Notice that I've replaced the requests library by the httpx library which supports async HTTP calls and has an API that is very similar to the one requests provide. The code is functionally equivalent to our previous mixed implementation, but now we implemented async fully. Let's execute our API using the same commands as before.

uvicorn app.application:app --workers 1

Then calling the API using httpie, but to the fully async endpoint:

http localhost:8000/all-async

The output is:

We can observe in the output that both requests started processing immediately and they are still sequential in their own request lifecycle. The eventloop of the uvicorn worker is not blocked, that is why the second request could continue processing even though the external API did not finish its operation. Other requests, like the /healthcheck, are not impacted by the slow execution of the external API. Overall our application continues to server other request that don't depend on the external API.
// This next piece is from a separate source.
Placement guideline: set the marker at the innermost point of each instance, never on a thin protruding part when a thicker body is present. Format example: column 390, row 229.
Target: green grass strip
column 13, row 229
I'm not suggesting parallel processing, but letting execution of the application be more concurrent by not blocking the I/O loop. The overall throughput and latency of the application will be better as more unrelated requests can be processed by the same uvicorn worker.

Let me know if you think I'm wrong or if you find this irrelevant. I hope that could illustrate better what I'm trying to suggest here.

wasperen commented 3 years ago

completely understood and thank you very much for this elaborate example! I have linked this issue to our internal issue least where async is listed as a possible enhancement.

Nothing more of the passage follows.